When we elect by reality show, this dream will finally be realized.
When we elect by reality show, President Situation will have to deal with the middle east situation and the domestic spending situation, while finding out first hand that the president situation isn't as nice a situation to be in as President Situation thought at first.
And then of course there's Secretary of State Snooki...
But Romney's hair is one thing about him that's tolerable.
He's got to be a werewolf.
I'd like to meet his tailor.
The people deserve leadership that will commit ritual suicide when they fuck things up as badly as things are right now.
I bet that was in an earlier draft of the Constitution.
I bet Newt would set his hair on fire to win the nomination.
I know he'd happily set someone else's hair on fire.
I saw Man...or Astroman? at the Metro in Chicago around '97 or '98 and at one point the lead guitarist ran around the stage wearing a helmet that was on fire. It was one of the best shows I've ever seen. Shouldn't the leader of the Western World at least be able to live up to the standards of an indie space/surf rock band?
after watching politicians make a shambles of things, what harm could come of giving a businessguy a shot.
Earth, Ross Perot, 1992.
Just curious, but do you live in an alternate reality where Ross Perot won the 1992 election?
No. but "after watching politicians make a shambles of things, what harm could come of giving a businessguy a shot" is pretty much the argument that a lot of Ross Perot fans were using back then.

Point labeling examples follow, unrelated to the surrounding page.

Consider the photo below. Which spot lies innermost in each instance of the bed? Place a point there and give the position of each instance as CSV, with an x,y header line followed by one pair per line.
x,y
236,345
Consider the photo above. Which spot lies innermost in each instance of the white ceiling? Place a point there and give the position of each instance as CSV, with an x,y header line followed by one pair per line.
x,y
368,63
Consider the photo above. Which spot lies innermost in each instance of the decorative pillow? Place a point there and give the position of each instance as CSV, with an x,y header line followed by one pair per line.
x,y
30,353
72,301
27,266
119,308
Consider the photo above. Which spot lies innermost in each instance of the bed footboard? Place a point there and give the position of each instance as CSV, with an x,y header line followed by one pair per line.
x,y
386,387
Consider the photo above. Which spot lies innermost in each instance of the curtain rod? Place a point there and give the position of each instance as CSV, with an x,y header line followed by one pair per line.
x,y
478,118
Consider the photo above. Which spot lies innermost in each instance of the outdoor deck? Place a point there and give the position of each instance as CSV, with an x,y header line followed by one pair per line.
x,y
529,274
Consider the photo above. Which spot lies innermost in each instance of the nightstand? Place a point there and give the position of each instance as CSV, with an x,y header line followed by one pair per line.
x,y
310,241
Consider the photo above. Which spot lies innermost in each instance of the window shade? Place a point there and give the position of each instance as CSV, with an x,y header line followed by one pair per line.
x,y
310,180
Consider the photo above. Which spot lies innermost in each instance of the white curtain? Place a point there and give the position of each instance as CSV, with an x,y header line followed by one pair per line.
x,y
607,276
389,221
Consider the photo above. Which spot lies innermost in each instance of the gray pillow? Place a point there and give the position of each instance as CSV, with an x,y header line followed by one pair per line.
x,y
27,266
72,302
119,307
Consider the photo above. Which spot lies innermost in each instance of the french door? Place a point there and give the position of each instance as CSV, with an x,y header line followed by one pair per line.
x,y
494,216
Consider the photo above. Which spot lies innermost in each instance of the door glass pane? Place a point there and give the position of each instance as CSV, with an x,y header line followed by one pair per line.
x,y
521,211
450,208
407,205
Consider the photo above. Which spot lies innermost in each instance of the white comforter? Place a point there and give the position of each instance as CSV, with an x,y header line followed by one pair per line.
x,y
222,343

The "Earth, Ross Perot, 1992" line was a paraphraseing of a line from Star Trek 6.
I'd have thought people on a libertarian website would get that reference.

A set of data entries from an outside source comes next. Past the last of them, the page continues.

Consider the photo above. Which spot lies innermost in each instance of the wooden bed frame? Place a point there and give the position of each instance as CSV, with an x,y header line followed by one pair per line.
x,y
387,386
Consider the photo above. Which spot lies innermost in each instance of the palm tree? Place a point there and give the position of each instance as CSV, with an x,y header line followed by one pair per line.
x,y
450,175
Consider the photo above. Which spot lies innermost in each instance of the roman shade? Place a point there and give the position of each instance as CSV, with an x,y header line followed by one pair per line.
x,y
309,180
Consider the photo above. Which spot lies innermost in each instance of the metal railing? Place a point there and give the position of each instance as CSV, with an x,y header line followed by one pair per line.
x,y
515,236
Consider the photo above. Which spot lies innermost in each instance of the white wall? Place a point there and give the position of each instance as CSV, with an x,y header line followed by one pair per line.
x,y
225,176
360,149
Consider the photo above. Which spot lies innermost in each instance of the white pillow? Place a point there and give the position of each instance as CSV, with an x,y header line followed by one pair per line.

But to answer your question, yes, a butthurt Romulan traveled back in time and changed the past. I invented a device that allows me to communicate across alternate realities, but only through H&R's blog.
SHUT UP!!!
How is Romney not a politician? Just because he's lost so many of the elections he's run in?

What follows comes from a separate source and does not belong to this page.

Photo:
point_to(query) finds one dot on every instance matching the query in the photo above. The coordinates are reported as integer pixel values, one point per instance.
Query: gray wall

Romney's not a politician and Newt's a Washington outsider.
I'd have to say Romney is the most politician-y politician there is. His business experience is nice, but I'm not sure it matters that much when, as a candidate, he's vagueness incarnated.
If there's a list of things to admire about Rick Santorum, it's
1) He does answer the question that's asked.
...that is all.
If he won't set his hair on fire, then what will he do?
He'll set your hair on fire
August 2012, Tampa
-H&R Headquarters
Libertarians complain about Romney, promise not to vote, succeed in remaining irrelevant for another four years.
What would you have me do with my one vote? Since it is statistically irrelevant, I'll cast it for Gary Johnson so, at least, I don't feel like a hypocrit.
Irrelevancy it is!
If the only way to be relevant is to vote for someone I don't want elected, then I will stay irrelevant, thank you very much.
And the fact that the two major parties are relevant in politics does not mean that their voters are. Pretty much all voters are irrelevant as individuals.
Sorry Romney: You just lost my vote to the Micheal Jackson/Richard Pryor ticket.
Being rich is in and of itself unethical.
Having success is well and good, but living a life of largesse is immoral while others still have need.
But then who will support those who make their livelihood from my largesse?
I'm amazed that with that much product, it doesn't simply burst into flame every time he even steps near a fire. The fumes from that thing must make you dizzy if you stand next to him.
Also, if he isn't willing to set his hair on fire for my amusement...elitist!
Warning, do not attempt to operate Romneybot near open flame.
Romneybot's hair catches on fire. Awkward... I AM ROMNEYBOT.
I would hope the hair section is detachable on this build of the Romneybot. Simply pop the eject button if it catches fire and attach a replacement section of Romneyhair.
Nope. The hair is actually a carnivorous symbiote that has to be fed on the blood of infants twice a day. It was so expensive that they had to leave out the enthusiasm module due to budgetary constraints.
Maybe we can find his evil twin robot leading a wayward band of Borg and convince him to give our RomneyBot the emotion chip.
Great. Now I'm going to spend all day trying to photoshop an evil-Spock beard onto a Romney picture. Now I have to know. (Yes, I know, I'm mixing TOS w/ TNG plot-lines.)
Thank god you put in that last sentence, because I was already cracking my knuckles getting ready to type a scathing response.
Little-known fact: it was Romeny's hair that caused that huge fire at Daytona last night, not jet fuel.
I finally got around to reading the FATCA morning link.
Maybe Mittens could explain why this sort of WORLD POLICE!! totalitarianism is a bad idea.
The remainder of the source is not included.